Sitting around the kitchen table, his wife asked if "Clearly Canadian," which makes a carbonated water-based soft drink, was a public company. Mr. Lynch didn't pursue the matter, something he regretted when the stock price shot from $3 per share to just under $27 a share in one year.
But Lynch did better with the Body Shop, a British-based company that sells environmentally friendly cosmetics and bath products. On a visit to a mall, Lynch writes how he watched his three daughters head directly to the Body Shop. Lynch followed, and noticed the shop was crowded and well managed. He subsequently became a big booster.
"You can get investment ideas from almost anyone or from almost anywhere," Janke says. "But once you get the idea, you have to do your homework."
Janke says he sees at least five basic "homework" steps before investing:
*Track down industry studies on the company, such as a Value Line report, available for free at many public libraries. Brokerage houses often publish reports on companies. So do newspapers and magazines.
* Ask the company for its annual report. "Look at the last two or three reports to see what the management's objectives were and if they met those objectives," Janke says.
*Check to see if the company is growing and growth-oriented. Growth can, in part, be identified by such factors as rising net sales; rising net income; rising earnings per share and steady dividends.
*Identify whether the company's growth is "management-growth" or "product growth." Product growth could be temporary, such as the spectacular, but short-term success, of the hoola hoop, he says. But management-growth sustains itself over time.

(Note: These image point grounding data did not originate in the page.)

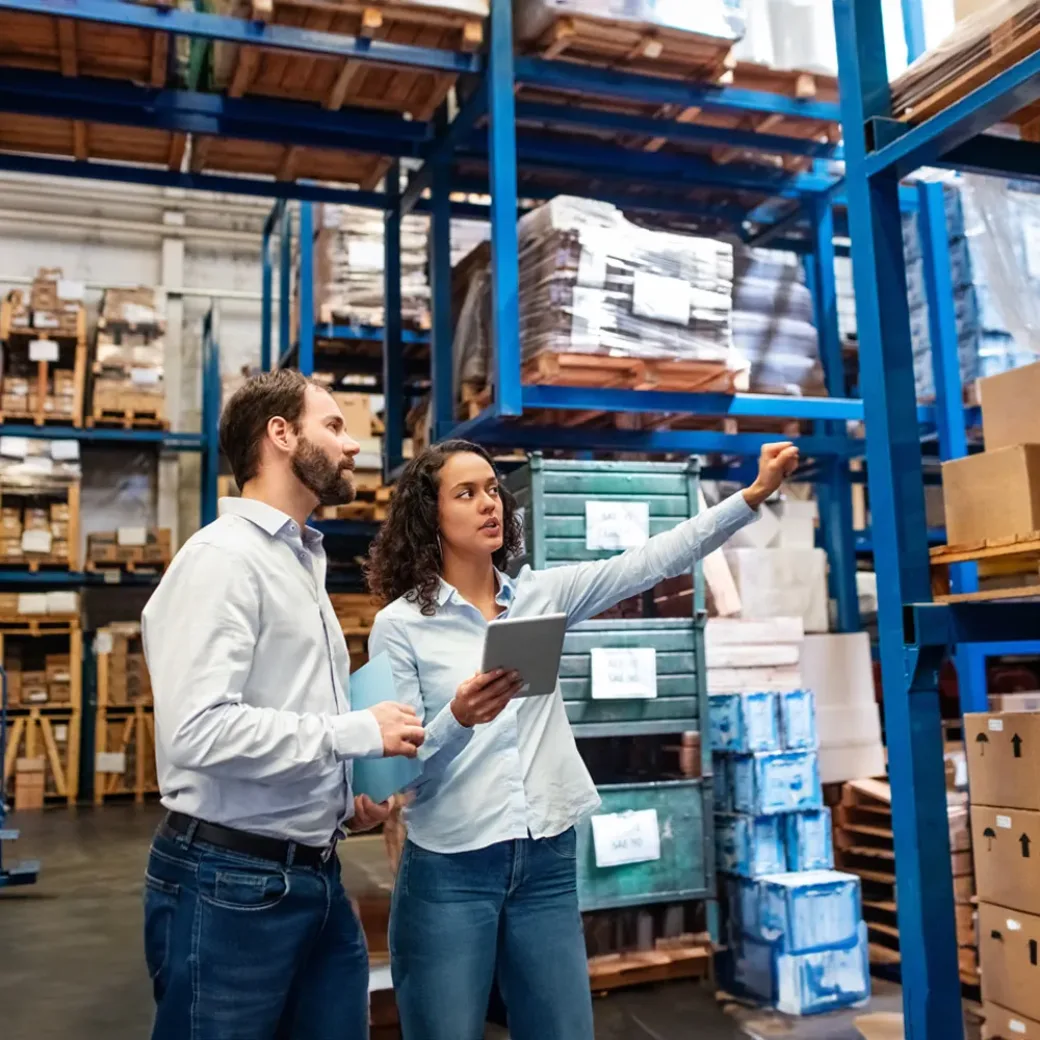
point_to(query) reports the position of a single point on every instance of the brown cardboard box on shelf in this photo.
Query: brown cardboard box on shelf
(1003, 1024)
(992, 495)
(1008, 942)
(1007, 847)
(28, 784)
(1004, 759)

*Finally, ask yourself how an investment wizard such as Warren Buffett would view the company. Buffett would probably want the firm to demonstrate consistent earnings prowess, have little debt, have a strong management, and have a business objective that has a certain built-in simplicity.
Understanding the firm's product or services is crucial, particularly for a new company, say market experts.
"You must ask yourself, is this a unique product or service that clearly - through [your own] first-hand experience - has a leg up on the competition?" says Robert Natale, editor of the twice-monthly "Emerging & Special Situations." The financial publication, published by Standard & Poor's Corporation, looks at innovative, new companies. Examples, he says, include: Boston Chicken, Snapple, and the Gap.
Finally, asks Mr. Natale: "What are the finances of the company? Are its ambitions large? Do its finances match the ambitions?" If the answer is yes, then the firm may have investment potential.